Identification of the PDI-Family Member ERp90 as an Interaction Partner of ERFAD

In the endoplasmic reticulum (ER), members of the protein disulfide isomerase (PDI) family perform critical functions during protein maturation. Herein, we identify the previously uncharacterized PDI-family member ERp90. In cultured human cells, we find ERp90 to be a soluble ER-luminal glycoprotein that comprises five potential thioredoxin (Trx)-like domains. Mature ERp90 contains 10 cysteine residues, of which at least some form intramolecular disulfides. While none of the Trx domains contain a canonical Cys-Xaa-Xaa-Cys active-site motif, other conserved cysteines could endow the protein with redox activity. Importantly, we show that ERp90 co-immunoprecipitates with ERFAD, a flavoprotein involved in ER-associated degradation (ERAD), through what is most likely a direct interaction. We propose that the function of ERp90 is related to substrate recruitment or delivery to the ERAD retrotranslocation machinery by ERFAD.

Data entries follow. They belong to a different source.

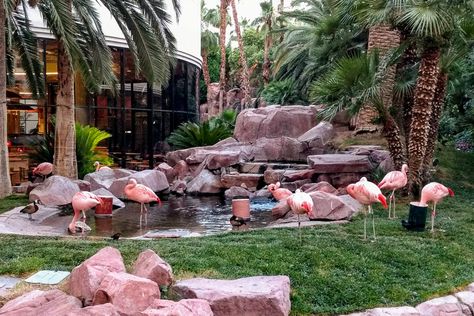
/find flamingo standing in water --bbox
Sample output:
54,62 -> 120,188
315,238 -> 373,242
347,177 -> 387,240
420,182 -> 454,233
33,162 -> 54,181
268,182 -> 292,201
94,161 -> 112,171
68,191 -> 102,234
286,189 -> 314,240
378,164 -> 408,219
123,179 -> 161,226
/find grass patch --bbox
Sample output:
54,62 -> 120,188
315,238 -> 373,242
0,150 -> 474,315
0,194 -> 28,214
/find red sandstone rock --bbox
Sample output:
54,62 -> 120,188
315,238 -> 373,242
0,290 -> 82,316
132,249 -> 173,286
69,247 -> 125,305
173,276 -> 291,316
93,272 -> 160,315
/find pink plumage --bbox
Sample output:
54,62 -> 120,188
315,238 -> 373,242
68,191 -> 102,233
268,182 -> 292,201
123,179 -> 161,226
33,162 -> 53,176
420,182 -> 454,205
347,177 -> 388,208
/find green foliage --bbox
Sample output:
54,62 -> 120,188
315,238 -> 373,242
76,124 -> 113,179
261,79 -> 306,105
28,124 -> 113,179
168,110 -> 237,149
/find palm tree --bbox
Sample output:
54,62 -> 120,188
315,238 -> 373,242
219,0 -> 229,113
30,0 -> 179,178
0,1 -> 43,198
310,51 -> 405,168
230,0 -> 250,107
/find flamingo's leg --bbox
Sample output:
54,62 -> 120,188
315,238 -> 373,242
369,205 -> 376,240
364,206 -> 369,240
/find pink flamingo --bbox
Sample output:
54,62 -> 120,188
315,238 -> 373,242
347,177 -> 387,240
268,182 -> 292,201
378,164 -> 408,218
33,162 -> 54,181
68,191 -> 102,234
94,161 -> 112,171
286,190 -> 314,240
420,182 -> 454,233
123,179 -> 161,226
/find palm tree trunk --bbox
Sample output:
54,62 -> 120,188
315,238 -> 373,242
219,0 -> 228,113
408,47 -> 440,196
262,32 -> 272,86
230,0 -> 251,108
54,41 -> 77,179
382,111 -> 406,170
0,0 -> 12,198
423,72 -> 448,182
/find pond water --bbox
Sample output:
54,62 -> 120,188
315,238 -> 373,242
66,195 -> 276,237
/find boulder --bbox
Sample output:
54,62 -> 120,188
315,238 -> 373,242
29,176 -> 80,206
93,272 -> 160,314
224,187 -> 253,199
92,188 -> 125,208
301,181 -> 337,194
308,154 -> 371,173
173,276 -> 291,316
84,169 -> 117,191
69,247 -> 125,306
252,136 -> 306,162
132,249 -> 173,286
221,173 -> 263,191
416,295 -> 463,316
298,122 -> 335,155
0,290 -> 82,316
140,299 -> 214,316
308,191 -> 357,221
155,162 -> 177,183
66,303 -> 120,316
234,105 -> 316,142
108,169 -> 169,199
170,180 -> 187,195
72,180 -> 91,191
187,169 -> 222,194
272,199 -> 291,219
367,306 -> 420,316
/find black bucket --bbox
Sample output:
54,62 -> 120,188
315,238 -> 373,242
402,202 -> 428,232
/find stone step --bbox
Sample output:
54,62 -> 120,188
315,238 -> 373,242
238,162 -> 310,174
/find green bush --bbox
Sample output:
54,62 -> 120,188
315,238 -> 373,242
28,124 -> 113,179
168,110 -> 237,149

在内质网（endoplasmic reticulum, ER）中，蛋白质二硫键异构酶（protein disulfide isomerase, PDI）家族成员在蛋白质成熟过程中发挥关键功能。本文中，我们鉴定出此前未被表征的PDI家族成员ERp90。在培养的人类细胞中，我们发现ERp90是一种可溶性的ER腔糖蛋白，包含五个潜在的硫氧还蛋白（thioredoxin, Trx）样结构域。成熟的ERp90含有10个半胱氨酸残基，其中至少部分形成分子内二硫键。尽管所有Trx样结构域均不包含典型的Cys-Xaa-Xaa-Cys活性位点基序，但其他保守的半胱氨酸或可赋予该蛋白氧化还原活性。重要的是，我们证实ERp90可与ERFAD——一种参与内质网相关降解（ER-associated degradation, ERAD）的黄素蛋白——共免疫沉淀，且二者间的相互作用极有可能为直接相互作用。我们推测ERp90的功能与ERFAD对ERAD逆向转运机器的底物招募或递送相关。